Mario* tiene 18 años y viene de Honduras. Después de varios días de sufrir amenazas, robos y abusos en diferentes puntos de la ruta migratoria por México, llegó a un albergue, en Reynosa, Tamaulipas. Hasta el último momento, antes de entrar a este lugar, estuvo en riesgo. Según él, tuvo que convencer al taxista que lo transportaba de la terminal de autobuses hacia el albergue, de que era un entrevistador y no un migrante. “Me preguntó con insistencia si era de otro país, pero le decía que no y le mostraba un cuaderno para que se convenciera de que iba a hacer unas entrevistas”. El taxista que le escudriñó, le confesó que si le hubiera dicho que era migrante lo hubiera vendido a los que secuestran personas en la frontera norte.
La huida de Honduras
Pisar ese albergue fue un alivio para Mario. Llevaba semanas intentando sobrevivir para avanzar hacía Estados Unidos. No tenía ninguna herida en su cuerpo, pero sentía que sí. Con una sonrisa nerviosa, cuenta que tuvo que huir de Honduras porque las maras lo buscaban para matarlo. Había dejado a su madre y se había marchado con una prima, a quien perdió en el camino, justo antes de subirse al tren en Tenosique, sur de México.
Mientras reparte la comida a los migrantes que están alojados en el albergue, relata el momento en el que tuvo que separarse de su familiar: “Era de noche y no alcanzamos el tren. Nos tocó esperar a que amaneciera. En algún momento aparecieron unos hombres mayores. Le tocaron la cara a ella y a mi me pusieron un arma sobre el brazo, por eso siento a veces que me duele como si me hubieran disparado. A mi prima se la llevaron y la violaron; a mi me corretearon hasta que pude escapar. No supe más de ella”.

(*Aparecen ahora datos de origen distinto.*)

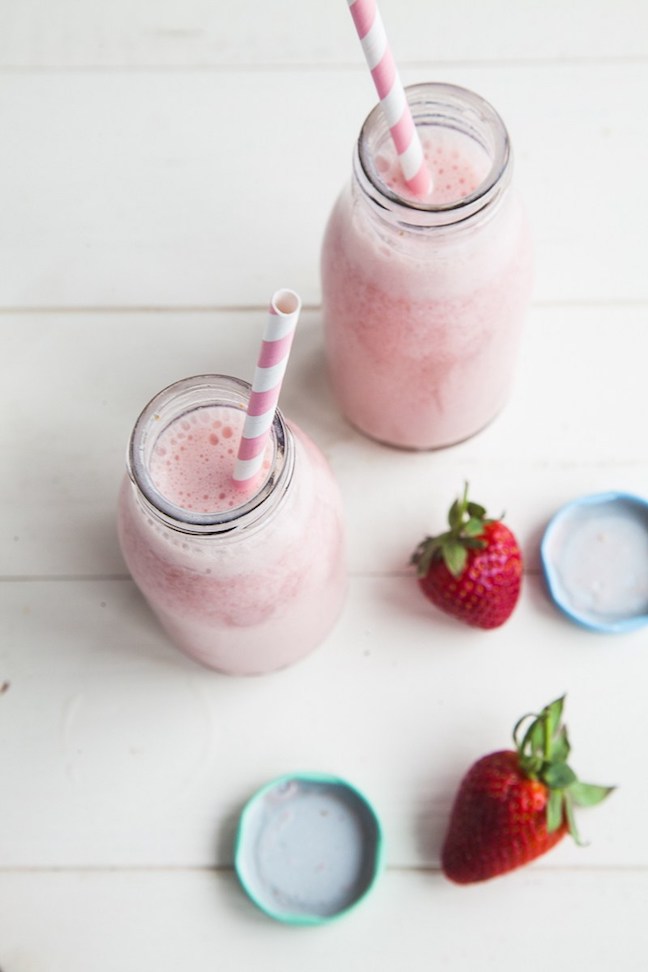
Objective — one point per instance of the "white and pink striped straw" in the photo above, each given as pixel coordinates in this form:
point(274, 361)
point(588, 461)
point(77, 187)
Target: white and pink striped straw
point(271, 366)
point(371, 31)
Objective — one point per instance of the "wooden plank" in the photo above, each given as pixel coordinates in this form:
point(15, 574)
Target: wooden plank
point(171, 189)
point(186, 34)
point(126, 754)
point(72, 386)
point(69, 922)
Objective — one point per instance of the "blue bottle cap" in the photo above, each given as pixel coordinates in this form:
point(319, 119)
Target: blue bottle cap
point(308, 849)
point(595, 561)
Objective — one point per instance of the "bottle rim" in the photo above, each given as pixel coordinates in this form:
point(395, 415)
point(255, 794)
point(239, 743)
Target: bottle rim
point(450, 106)
point(181, 398)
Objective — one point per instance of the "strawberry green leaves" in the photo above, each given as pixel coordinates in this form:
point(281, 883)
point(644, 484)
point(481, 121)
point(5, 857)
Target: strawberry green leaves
point(543, 751)
point(467, 521)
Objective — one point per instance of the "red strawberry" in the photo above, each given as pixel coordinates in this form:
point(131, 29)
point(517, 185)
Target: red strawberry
point(474, 570)
point(513, 806)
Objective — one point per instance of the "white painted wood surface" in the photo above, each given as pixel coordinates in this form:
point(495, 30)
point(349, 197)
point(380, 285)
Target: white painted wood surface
point(164, 168)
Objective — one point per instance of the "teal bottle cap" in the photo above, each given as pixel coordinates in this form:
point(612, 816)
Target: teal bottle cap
point(594, 557)
point(308, 849)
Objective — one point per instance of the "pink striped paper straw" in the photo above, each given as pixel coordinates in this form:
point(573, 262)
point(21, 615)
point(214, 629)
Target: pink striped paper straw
point(371, 31)
point(266, 385)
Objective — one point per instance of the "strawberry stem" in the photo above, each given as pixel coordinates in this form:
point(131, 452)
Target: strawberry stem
point(467, 522)
point(543, 752)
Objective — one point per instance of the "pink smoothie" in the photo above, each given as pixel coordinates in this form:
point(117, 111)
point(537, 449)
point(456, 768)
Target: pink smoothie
point(422, 326)
point(254, 598)
point(457, 166)
point(193, 460)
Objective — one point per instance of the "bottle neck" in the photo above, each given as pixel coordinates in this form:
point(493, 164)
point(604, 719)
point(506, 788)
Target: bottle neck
point(449, 120)
point(182, 400)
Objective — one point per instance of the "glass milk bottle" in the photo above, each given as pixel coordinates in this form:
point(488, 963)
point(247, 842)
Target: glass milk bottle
point(242, 583)
point(423, 300)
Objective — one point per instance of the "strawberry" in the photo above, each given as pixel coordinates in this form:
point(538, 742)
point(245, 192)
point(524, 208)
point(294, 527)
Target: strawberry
point(513, 806)
point(474, 570)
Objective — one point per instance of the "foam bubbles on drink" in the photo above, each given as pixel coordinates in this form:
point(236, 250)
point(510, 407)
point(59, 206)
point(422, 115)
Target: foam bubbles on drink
point(193, 460)
point(457, 164)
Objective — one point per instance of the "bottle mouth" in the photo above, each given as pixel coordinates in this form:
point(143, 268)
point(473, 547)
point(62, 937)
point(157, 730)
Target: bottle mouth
point(438, 107)
point(181, 399)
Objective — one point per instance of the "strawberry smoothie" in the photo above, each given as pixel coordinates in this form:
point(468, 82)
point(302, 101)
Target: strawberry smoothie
point(243, 582)
point(423, 299)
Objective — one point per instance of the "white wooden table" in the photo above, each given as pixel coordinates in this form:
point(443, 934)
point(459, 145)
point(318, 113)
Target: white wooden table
point(163, 168)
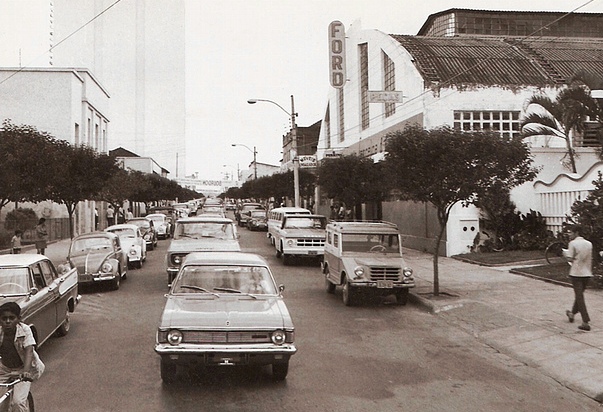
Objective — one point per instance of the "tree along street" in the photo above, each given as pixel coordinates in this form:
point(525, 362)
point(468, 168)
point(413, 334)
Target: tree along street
point(376, 356)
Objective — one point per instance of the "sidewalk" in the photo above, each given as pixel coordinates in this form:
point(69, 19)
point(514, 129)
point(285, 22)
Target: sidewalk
point(519, 316)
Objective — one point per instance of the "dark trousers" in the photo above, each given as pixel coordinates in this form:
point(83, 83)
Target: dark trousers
point(579, 285)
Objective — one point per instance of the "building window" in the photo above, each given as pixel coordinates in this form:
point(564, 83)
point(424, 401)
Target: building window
point(504, 122)
point(364, 105)
point(389, 82)
point(341, 115)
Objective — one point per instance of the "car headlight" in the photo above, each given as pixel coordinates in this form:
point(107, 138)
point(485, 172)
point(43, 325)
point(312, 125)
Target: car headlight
point(359, 271)
point(278, 337)
point(174, 337)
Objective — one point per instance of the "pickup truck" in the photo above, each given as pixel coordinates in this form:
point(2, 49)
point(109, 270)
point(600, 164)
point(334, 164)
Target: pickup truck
point(47, 295)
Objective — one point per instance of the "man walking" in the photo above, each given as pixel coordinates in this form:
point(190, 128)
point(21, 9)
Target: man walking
point(579, 255)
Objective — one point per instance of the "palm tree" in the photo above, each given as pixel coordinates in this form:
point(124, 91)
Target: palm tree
point(563, 117)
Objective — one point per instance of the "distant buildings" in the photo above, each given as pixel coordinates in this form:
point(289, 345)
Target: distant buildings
point(471, 70)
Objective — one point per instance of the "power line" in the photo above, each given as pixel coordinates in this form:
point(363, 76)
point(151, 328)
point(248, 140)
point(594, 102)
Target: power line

Mario cuenta que antes ya les habían robado unos niños haciéndoles creer que también querían cruzar. “De un momento a otro se sacaron unas pistolas y nos quitaron todo”.
Cocinero en el albergue
Cocinar en el albergue le ha ayudado a mejorar su ánimo. Dice que es una de sus aficiones y que le gustaría tener su propio negocio. El menú de hoy es: arroz blanco, tamal y fríjol. Cuando le piden un poco más, él les da una ración generosa. Después de terminar de servir, se limpia las manos y continúa. “Es que nos han pasado muchas cosas. Yo todavía no puedo entender cómo llegué hasta acá. Los primeros días fueron duros, estaba triste y no sabía qué hacer. Me sentía encerrado. Entonces se me ocurrió ayudar a preparar los platos. Ahora me encargo de hacer la comida para todos y de servirles”.
Dice que se siente mejor, aunque no sabe cómo va a hacer para cruzar. “Antes de llegar a Reynosa trabajé en una floristería con una señora, pero comenzó a explotarme y me cansé. Logré ahorrar algo de dinero y solo estoy esperando a que mi tío, que vive en Estados Unidos, me diga cuándo puedo ir, aunque hace rato no sé de él”.
Las sesiones de salud mental
He hablado con las psicólogas de Médicos Sin Fronteras porque llegué muy nervioso. Ellas me explicaron los impactos que ha desencadenado en mí salud todo esto que he vivido, incluso antes de salir de mi país. Tratamos varios temas en las sesiones y lo mejor es que puedo contarles cosas que no le he contado a nadie por miedo. Gracias a eso he podido dormir mejor y sentirme menos triste. Pero todavía me parece que tengo un arma puesta en el brazo. Esa sensación se me quedó. Por eso, ahora estamos trabajando en lo que siento físicamente, aunque no tenga ninguna herida visible.
La tarde se va y Mario limpia algunas mesas de la cocina donde abundan las moscas. Le gusta pasar tiempo en ese lugar que le permite poner en práctica su pasión por la comida. Dice que si logra llegar a Estados Unidos le gustaría trabajar en algún restaurante y, quizá, convertirse, algún día, en un verdadero chef.
* El nombre fue cambiado por motivos de seguridad.